Configuration Options

Debug Mode

Enable detailed logging:

# In .env
DEBUG_MCP=true

Or use the --debug flag when running.

System Message

Guide the LLM's behavior:

# In .env
SYSTEM_MESSAGE=You are a helpful assistant. Always be concise and accurate.

Recursion Limit

Control how many steps the agent can take:

# In .env
RECURSION_LIMIT=50 # Default is 25

Troubleshooting

"OpenAI API key not found"

Make sure your .env file has:

OPENAI_API_KEY=sk-proj-your_actual_key_here

"No tools available"

Check:

  1. MCPHub is running at the specified URL
  2. The MCP is deployed in MCPHub
  3. Authentication credentials are correct

"Request took too many steps"

The agent hit the recursion limit.
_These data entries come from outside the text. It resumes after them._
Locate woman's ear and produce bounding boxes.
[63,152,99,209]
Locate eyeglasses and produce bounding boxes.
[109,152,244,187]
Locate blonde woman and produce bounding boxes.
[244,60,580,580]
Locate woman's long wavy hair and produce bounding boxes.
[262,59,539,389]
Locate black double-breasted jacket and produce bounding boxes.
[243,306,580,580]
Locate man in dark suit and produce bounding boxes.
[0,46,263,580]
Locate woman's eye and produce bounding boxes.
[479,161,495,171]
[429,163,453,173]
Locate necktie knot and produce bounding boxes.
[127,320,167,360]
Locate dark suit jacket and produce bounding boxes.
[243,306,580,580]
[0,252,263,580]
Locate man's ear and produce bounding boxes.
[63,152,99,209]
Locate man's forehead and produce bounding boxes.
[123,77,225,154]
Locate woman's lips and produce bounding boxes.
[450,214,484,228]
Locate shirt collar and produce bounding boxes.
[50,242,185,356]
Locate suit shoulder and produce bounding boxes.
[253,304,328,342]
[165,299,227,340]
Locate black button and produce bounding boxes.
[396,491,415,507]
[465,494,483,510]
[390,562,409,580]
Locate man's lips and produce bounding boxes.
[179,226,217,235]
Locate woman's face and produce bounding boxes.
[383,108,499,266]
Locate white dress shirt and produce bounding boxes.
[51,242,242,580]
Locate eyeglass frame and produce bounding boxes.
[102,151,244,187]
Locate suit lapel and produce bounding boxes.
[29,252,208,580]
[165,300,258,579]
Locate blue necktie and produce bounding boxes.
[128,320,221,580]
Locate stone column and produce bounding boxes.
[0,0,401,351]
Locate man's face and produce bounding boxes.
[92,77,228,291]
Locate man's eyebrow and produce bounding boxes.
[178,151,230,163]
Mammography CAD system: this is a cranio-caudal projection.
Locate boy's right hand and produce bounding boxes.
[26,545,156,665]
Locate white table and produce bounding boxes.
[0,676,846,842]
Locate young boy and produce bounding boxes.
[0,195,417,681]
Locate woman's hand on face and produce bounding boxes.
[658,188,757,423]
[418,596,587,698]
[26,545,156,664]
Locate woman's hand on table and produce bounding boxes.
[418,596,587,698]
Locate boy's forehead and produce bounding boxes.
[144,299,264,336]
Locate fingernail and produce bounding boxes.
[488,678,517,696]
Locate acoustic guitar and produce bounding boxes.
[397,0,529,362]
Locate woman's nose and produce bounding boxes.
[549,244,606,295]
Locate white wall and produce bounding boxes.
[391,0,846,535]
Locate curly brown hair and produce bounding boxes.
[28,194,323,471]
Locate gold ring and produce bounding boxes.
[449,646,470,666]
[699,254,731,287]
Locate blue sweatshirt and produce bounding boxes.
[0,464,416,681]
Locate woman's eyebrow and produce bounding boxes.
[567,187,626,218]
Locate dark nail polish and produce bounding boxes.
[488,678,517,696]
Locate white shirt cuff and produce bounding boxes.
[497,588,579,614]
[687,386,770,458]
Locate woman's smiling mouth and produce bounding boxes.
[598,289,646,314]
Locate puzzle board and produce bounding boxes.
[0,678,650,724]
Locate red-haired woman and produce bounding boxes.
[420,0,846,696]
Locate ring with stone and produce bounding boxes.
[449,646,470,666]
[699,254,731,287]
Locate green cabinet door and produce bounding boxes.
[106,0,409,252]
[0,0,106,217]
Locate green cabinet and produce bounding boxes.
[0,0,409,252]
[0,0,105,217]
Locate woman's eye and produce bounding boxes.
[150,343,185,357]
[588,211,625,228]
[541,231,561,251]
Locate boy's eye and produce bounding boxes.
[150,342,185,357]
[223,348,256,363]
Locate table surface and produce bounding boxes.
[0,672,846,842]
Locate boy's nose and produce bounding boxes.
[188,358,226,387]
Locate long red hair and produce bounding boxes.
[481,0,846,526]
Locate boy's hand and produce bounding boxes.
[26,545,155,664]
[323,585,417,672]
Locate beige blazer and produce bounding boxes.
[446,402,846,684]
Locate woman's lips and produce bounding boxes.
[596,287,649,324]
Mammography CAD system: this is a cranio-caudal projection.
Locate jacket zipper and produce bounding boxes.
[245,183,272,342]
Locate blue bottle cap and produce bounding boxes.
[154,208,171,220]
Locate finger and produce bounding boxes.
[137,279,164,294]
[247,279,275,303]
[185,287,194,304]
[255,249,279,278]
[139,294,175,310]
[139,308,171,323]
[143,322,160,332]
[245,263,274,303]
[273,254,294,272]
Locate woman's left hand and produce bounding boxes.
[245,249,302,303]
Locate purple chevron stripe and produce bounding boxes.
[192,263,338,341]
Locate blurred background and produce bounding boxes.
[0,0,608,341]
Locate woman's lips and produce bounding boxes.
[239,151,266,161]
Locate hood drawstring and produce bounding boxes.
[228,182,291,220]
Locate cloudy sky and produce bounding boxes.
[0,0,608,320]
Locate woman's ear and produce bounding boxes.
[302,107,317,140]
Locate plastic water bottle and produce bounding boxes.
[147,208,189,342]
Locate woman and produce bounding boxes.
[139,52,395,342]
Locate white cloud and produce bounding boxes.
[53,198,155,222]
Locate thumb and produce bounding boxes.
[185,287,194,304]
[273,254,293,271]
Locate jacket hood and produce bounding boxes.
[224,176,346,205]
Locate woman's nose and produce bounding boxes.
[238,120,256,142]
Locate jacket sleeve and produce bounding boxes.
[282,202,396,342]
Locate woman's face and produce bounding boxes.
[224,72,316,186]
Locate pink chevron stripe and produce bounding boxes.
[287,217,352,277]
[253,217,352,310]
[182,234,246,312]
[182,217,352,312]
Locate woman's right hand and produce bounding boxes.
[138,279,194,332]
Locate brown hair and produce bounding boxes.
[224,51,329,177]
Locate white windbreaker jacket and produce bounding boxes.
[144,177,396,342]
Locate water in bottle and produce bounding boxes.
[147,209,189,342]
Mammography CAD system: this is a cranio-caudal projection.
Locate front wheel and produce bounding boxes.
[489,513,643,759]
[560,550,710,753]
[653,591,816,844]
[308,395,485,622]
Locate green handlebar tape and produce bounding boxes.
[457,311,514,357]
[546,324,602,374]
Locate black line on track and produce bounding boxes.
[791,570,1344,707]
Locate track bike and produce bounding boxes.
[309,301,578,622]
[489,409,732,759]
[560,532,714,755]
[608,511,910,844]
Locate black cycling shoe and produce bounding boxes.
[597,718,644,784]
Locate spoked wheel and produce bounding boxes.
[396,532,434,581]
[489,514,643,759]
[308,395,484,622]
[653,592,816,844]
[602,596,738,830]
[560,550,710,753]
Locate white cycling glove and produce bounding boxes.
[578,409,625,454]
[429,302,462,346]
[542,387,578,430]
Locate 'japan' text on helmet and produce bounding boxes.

Try:

  1. Increase RECURSION_LIMIT in .env
  2. Simplify your request
  3. Run with --debug to see what's happening

Connection Errors

Verify:

  1. MCPHub URL is correct (format: http://host:port/tenantId/mcpName/mcp)
  2. MCPHub is accessible from your machine
  3. Authentication headers are properly configured

Advanced Usage

Multiple MCP Servers

Modify the client configuration to connect to multiple MCPs:

cached_client = MultiServerMCPClient({
"weather_api": {
"transport": "streamable_http",
"url": "http://localhost:3001/system/weather-gov-api/mcp",
"headers": {"Authorization": f"Basic {basic_auth}"}
},
"person_api": {
"transport": "streamable_http",
"url": "http://localhost:3001/system/person-rest/mcp",
"headers": {"Authorization": f"Basic {basic_auth}"}
}
})

Custom Models

Change the OpenAI model:

llm = ChatOpenAI(model="gpt-4", temperature=0, api_key=openai_key)

Error Handling

The agent includes comprehensive error handling:

  • Network errors
  • Authentication failures
  • Tool execution errors
  • Recursion limit exceeded

The combination of MCPHub and LangChain provides a powerful foundation for building AI applications that can interact with any API through natural language!